Meesupwattana said that once the event was approved, she began planning it in March, prior to spring break. She said she sought out vendors for the flowers as well as the display cart. She eventually sourced the flowers from a wholesaler and procured the cart from a local business.
In terms of wrapping the bouquets, Meesupwattana said she wanted the flowers to be wrapped in newspaper, similar to current trends. She began her search by reaching out to RUPA council members and contacts and trying to find old prints of The Daily Targum.
Meesupwattana said she was unable to find any prints of the Targum due to the digital format of the paper, and her other contacts did not respond or could not provide her with newspaper prints.
She said she ultimately came across The Medium one day when she was on her way to RUPA’s office and saw prints of their paper on a table.
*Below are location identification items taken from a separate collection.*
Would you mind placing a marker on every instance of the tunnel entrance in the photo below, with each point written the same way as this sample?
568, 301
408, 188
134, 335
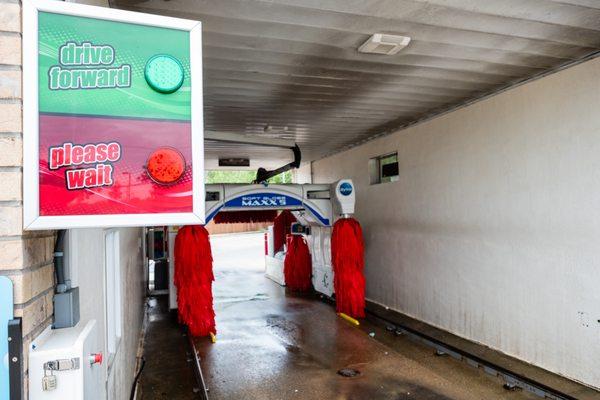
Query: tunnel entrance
275, 344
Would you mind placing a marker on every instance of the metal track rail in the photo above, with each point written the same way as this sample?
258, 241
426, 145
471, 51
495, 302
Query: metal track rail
512, 379
197, 368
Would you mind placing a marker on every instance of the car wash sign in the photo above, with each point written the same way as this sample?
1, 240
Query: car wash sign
112, 118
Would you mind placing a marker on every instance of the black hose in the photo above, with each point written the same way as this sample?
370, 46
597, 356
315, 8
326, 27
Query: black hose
59, 268
136, 379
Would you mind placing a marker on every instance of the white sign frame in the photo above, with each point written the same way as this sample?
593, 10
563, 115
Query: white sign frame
31, 215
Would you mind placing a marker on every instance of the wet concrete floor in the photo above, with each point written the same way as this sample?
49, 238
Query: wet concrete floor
276, 345
168, 372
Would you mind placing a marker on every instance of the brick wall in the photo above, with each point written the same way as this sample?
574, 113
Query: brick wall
25, 257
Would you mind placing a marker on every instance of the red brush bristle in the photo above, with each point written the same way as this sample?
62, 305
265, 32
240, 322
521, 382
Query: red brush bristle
297, 266
193, 279
281, 228
347, 256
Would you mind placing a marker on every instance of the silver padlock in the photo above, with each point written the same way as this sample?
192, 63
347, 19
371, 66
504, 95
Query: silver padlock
48, 381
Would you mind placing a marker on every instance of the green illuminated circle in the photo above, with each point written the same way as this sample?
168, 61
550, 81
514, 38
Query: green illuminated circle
164, 73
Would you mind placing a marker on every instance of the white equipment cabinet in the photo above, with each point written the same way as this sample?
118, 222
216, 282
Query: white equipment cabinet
74, 357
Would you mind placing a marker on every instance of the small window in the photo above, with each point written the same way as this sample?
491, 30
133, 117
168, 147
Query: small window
112, 293
384, 168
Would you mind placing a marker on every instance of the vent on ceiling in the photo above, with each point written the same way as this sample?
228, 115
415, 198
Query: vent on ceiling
381, 43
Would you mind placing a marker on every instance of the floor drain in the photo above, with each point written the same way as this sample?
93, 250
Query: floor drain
348, 372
After reaching out to them, she said she was able to collect older newspapers that they printed.
In addition to using old newspapers, Meesupwattana said that while planning the event, she wanted to try and use materials RUPA has already collected in the past instead of buying more.
“I wanted to see how can I make an event to reuse things that we already have,’” she said. “So we don't waste more and go buy more because I hate when we buy so much stuff and it just sits there.”
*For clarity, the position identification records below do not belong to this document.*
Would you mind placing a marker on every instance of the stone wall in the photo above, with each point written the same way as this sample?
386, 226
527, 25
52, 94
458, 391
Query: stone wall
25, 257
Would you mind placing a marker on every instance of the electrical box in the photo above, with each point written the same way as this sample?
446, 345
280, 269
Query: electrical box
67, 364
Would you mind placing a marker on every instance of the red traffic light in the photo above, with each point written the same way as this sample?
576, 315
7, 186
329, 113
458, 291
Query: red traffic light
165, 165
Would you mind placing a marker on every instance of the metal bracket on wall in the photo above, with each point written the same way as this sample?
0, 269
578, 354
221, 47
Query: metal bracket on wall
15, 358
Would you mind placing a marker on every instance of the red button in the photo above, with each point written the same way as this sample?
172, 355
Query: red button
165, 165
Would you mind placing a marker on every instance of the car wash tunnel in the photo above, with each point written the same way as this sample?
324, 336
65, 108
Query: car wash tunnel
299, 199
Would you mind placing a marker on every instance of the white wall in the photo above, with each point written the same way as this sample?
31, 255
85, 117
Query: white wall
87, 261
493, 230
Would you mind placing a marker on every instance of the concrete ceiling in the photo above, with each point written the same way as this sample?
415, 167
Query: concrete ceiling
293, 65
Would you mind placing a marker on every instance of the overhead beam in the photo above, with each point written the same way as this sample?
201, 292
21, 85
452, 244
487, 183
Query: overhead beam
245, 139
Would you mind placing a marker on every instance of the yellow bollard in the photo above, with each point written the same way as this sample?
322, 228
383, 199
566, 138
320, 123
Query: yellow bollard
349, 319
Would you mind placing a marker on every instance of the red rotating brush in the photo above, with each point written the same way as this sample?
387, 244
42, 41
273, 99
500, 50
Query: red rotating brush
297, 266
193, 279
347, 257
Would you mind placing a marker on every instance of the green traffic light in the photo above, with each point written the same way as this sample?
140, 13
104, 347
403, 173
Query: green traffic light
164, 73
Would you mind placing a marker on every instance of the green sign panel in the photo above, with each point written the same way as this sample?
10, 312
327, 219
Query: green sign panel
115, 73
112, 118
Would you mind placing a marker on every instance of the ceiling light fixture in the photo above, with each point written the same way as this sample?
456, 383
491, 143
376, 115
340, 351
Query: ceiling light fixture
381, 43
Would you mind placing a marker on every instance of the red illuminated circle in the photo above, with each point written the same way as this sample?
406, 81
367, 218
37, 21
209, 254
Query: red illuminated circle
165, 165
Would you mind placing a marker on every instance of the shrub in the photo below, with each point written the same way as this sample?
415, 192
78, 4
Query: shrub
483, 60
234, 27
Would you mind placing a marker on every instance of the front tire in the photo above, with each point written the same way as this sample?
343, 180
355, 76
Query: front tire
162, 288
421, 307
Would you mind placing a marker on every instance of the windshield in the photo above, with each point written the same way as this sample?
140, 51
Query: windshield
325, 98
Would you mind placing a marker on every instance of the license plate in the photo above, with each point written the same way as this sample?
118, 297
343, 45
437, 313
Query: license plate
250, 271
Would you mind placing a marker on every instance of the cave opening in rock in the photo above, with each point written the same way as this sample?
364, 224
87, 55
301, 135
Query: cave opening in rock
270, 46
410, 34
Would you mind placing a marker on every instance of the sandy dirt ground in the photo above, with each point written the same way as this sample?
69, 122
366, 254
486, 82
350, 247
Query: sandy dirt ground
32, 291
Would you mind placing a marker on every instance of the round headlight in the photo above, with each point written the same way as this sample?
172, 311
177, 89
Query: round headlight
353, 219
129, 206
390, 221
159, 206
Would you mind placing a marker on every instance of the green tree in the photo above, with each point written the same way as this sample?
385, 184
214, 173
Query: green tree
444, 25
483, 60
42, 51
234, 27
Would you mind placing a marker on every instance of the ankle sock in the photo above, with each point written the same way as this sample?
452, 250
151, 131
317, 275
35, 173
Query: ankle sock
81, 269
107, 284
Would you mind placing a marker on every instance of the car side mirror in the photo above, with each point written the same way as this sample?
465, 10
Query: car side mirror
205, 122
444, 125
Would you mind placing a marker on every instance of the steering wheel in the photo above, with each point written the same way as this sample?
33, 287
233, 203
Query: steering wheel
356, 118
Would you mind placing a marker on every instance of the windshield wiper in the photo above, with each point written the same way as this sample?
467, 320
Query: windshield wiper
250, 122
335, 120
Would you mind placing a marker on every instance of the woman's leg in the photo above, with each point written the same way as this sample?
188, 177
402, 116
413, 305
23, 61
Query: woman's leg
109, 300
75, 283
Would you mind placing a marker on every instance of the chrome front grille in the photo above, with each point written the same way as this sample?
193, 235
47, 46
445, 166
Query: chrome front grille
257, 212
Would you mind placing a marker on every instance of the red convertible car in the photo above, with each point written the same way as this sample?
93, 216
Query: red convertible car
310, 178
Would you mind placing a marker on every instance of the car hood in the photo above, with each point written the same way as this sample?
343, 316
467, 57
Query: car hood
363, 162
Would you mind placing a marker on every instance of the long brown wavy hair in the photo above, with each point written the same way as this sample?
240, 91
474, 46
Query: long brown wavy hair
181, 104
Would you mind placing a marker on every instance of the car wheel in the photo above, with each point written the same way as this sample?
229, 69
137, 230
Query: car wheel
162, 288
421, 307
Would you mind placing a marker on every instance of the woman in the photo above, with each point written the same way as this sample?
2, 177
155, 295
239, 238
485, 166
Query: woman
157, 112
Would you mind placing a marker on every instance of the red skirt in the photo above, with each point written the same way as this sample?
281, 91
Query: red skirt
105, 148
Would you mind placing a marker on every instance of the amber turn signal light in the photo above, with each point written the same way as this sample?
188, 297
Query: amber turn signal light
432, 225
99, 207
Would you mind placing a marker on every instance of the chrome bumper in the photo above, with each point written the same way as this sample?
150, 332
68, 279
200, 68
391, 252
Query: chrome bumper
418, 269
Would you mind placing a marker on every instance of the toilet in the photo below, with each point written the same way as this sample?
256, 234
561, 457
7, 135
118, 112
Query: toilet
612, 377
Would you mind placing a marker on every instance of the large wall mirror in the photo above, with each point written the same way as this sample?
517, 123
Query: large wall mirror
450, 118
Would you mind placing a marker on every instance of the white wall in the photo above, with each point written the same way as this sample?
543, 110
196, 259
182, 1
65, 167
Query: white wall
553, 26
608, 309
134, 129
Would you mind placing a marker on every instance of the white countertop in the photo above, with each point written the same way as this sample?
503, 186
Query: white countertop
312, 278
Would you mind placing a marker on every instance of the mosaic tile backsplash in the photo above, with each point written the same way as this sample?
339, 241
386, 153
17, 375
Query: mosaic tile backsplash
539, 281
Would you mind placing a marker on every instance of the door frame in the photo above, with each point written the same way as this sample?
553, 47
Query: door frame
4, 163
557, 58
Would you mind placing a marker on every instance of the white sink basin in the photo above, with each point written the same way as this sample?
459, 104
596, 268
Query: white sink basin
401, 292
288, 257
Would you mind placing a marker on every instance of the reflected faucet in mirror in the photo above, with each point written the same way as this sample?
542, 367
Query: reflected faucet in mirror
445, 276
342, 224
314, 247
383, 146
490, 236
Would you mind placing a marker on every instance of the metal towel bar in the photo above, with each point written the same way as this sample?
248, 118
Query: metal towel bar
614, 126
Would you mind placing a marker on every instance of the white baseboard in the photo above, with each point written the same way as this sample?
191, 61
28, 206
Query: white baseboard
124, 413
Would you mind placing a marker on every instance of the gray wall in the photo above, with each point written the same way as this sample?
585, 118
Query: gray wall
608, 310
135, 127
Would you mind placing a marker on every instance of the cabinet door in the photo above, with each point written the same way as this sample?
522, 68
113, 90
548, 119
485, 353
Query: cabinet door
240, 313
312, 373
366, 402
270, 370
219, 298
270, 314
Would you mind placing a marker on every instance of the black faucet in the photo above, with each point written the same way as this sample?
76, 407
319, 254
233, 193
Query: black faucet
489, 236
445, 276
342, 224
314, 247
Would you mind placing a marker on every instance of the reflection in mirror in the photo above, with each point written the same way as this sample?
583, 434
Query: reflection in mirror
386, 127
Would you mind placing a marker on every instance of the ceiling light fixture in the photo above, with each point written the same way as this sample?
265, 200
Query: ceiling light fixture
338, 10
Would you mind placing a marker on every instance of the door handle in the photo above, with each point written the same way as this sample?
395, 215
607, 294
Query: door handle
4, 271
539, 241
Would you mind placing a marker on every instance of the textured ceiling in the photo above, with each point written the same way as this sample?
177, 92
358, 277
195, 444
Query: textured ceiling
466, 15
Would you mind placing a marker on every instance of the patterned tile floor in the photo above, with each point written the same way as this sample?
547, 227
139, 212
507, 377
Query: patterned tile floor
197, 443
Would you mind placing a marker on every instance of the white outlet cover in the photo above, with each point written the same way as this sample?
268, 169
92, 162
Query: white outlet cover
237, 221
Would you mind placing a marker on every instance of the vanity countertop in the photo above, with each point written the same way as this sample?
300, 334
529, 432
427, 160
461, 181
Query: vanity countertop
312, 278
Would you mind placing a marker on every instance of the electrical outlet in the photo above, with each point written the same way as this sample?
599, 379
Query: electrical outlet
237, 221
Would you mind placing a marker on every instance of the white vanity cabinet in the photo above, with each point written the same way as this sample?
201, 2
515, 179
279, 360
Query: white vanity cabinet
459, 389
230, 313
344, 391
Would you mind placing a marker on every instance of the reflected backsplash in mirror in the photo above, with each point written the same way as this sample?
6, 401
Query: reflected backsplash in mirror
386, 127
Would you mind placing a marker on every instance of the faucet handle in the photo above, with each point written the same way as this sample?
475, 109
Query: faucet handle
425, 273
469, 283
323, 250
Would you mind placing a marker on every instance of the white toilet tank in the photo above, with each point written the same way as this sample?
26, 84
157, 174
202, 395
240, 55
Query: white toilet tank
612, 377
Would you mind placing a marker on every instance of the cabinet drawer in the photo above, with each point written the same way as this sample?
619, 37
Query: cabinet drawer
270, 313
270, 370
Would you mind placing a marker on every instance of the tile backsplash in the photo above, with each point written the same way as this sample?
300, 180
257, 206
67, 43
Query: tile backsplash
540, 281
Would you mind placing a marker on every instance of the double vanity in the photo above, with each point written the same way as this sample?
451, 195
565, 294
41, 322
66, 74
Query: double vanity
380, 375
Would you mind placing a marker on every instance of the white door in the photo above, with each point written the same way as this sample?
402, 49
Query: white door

Meesupwattana said that she personally lives a minimalistic lifestyle and avoids excessive purchasing and tries to reflect that in her work with RUPA as well.
Throughout the process, she said she had help from her assistant directors in the marketing committee and fellow RUPA members, who helped her make choices, pick up supplies and prepare certain materials, such as cutting stems for flowers and putting them in water.
“If I need help, I reach out. There’s no one-person thing,” she said. “In RUPA, we all help each other to bring our events to life."
The event itself is about spreading love to people, yourself and the planet, Meesupwattana said. She said that hosting the event in springtime ties to the ideas of fresh flowers and nature and appreciating nature’s gifts.
“It's like spreading happiness, spreading joy, like brightening students’ days,” she said. “Having the fresh flowers and (allows students) to make these bouquets and have a fun time with friends or by themselves (while) also spreading the love of where you're living, which is on Earth.”